Issue 1 would fix a generations-old problem, proponents say
By Anneliese White/Kent State NewsLab
This November, Ohio citizens are voting on Issue 1, which seeks to end gerrymandering in the Buckeye State.
More specifically, Issue 1 seeks to replace the Ohio Redistricting Commission, which is made up of seven elected leaders, with a 15-member Ohio Citizens Redistricting Commission.
The current Ohio Redistricting Commission’s seven members are the Governor, Auditor, Secretary of State and four people appointed by the Senate President, Speaker of the House, Senate Minority Leader and House Minority Leader. (All four appointees are currently legislators in the Statehouse.) The commission proposed by Issue 1 would be made up of 15 citizen members — five Republicans, five Democrats and five Independents.
The goal of Issue 1, proponents say, is to avoid giving one party an overwhelming advantage during redistricting.
“The beauty of citizens [making the district maps] is they’re not in power, ” said Sherry Rose, development director of the League of Women Voters of Ohio, a nonpartisan organization that works to protect the rights of voters, having supported both parties when the other drew gerrymandered maps.
The term “gerrymandering” dates back to 1812, when Massachusetts Gov. Elbridge Gerry signed off on an oddly-shaped state senate district, according to Rose.
“It looked like a salamander,” Rose said.
Today, legislative districts at both the Congressional and state levels are redrawn every 10 years following the Census.
Even though gerrymandering can negatively affect any political party, in Ohio, it’s currently skewed toward Republicans.
Based on general election results from 2020, Ohioans voted roughly 55% Republican to 45% Democratic.
The Ohio House of Representatives in 2022, however, had 67 Republican members and 32 Democratic members. Of Ohio’s 33 members of Congress, 26 are Republicans and 7 are Democrats.

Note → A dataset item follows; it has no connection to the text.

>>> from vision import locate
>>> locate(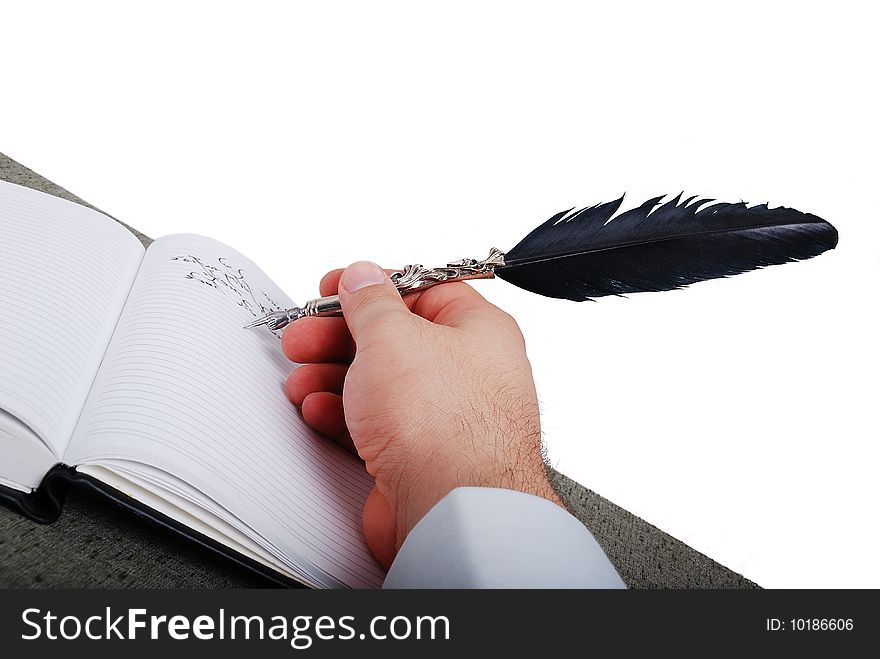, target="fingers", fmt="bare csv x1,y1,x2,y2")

“When we are drawing those district lines at this time, we’re not seeing that moderate representation,” Rose said.
The Ohio Redistricting Commission produced seven unconstitutional maps and failed to produce a constitutional map in time for the 2022 elections.
These continued gerrymandered districts prompted a group called Citizens not Politicians to put forward a new anti-gerrymandering amendment proposal in August 2023. This proposal would replace politicians on the Ohio Redistricting Commission with Ohio citizens.
Timeline of gerrymandering in Ohio
- 1967: Ohio adopted a Constitutional amendment that created an Apportionment Board to draw districts for Ohio’s House and Senate districts.
- 1971: The Democratic Party held a supermajority after the 1970 census and drew the first gerrymandered map, according to the League of Women Voters.
- 1991: The Republican Party took control of the Apportionment Board.
- 2015: The Apportionment Board was replaced by the Ohio Redistricting Commission, and an anti-gerrymandering reform passed for Ohio’s Statehouse districts.
- 2018: An anti-gerrymandering reform passed for Ohio’s Congressional districts.
- 2021: The Ohio Redistricting Commission drew maps for the Senate and House districts under the new criteria passed by Ohio voters for the first time. This new criteria included two more legislative appointees, one from each party, to make seven people on the Ohio Redistricting Commission. It also encouraged bipartisan teamwork by requiring two members from each party to approve a plan for the map to last the entire 10 years. Otherwise, approved plans would only last for four years, and the maps would need to be redrawn for the second half of the decade.
- 2022: The maps were once again gerrymandered in favor of the Republican supermajority. The Ohio Supreme Court rejected the 2022 maps a total of seven times. In April 2022, a federal court granted a conservative activist’s motion to use the third set of unconstitutional maps if the commission could not pass new maps in time. The commission ran out the clock, which meant in May 2022, Ohioans still voted according to the third set of unconstitutional maps.
Republicans face political fallout if the issue passes, said J. Cherie Strachan, director of the Ray C. Bliss Institute of Applied Politics and professor of political science at the University of Akron.
“Republicans currently have an advantage, and they would certainly like to hang on to it,” she said.
Robert Paduchik, co-chairman of the Republican National Committee from 2017 to 2019, argued that the proposal is not an effective solution to gerrymandering.
“[Democrats and their allies] want to put an unaccountable, unelected board in place to draw these districts,” Paduchik said.
Citizens Not Politicians, one of the primary groups organizing on behalf of Issue 1, says that all meetings and action of the new Citizens Redistricting Commission would be public. They also say any commissioner can be removed by the commission after notice and a public hearing for various reasons. This includes causes such as gross misconduct, neglect of duty and actions undermining public trust, as well as other reasons.
“They still have to answer to the people, and they still have to answer to the courts,” Rose said.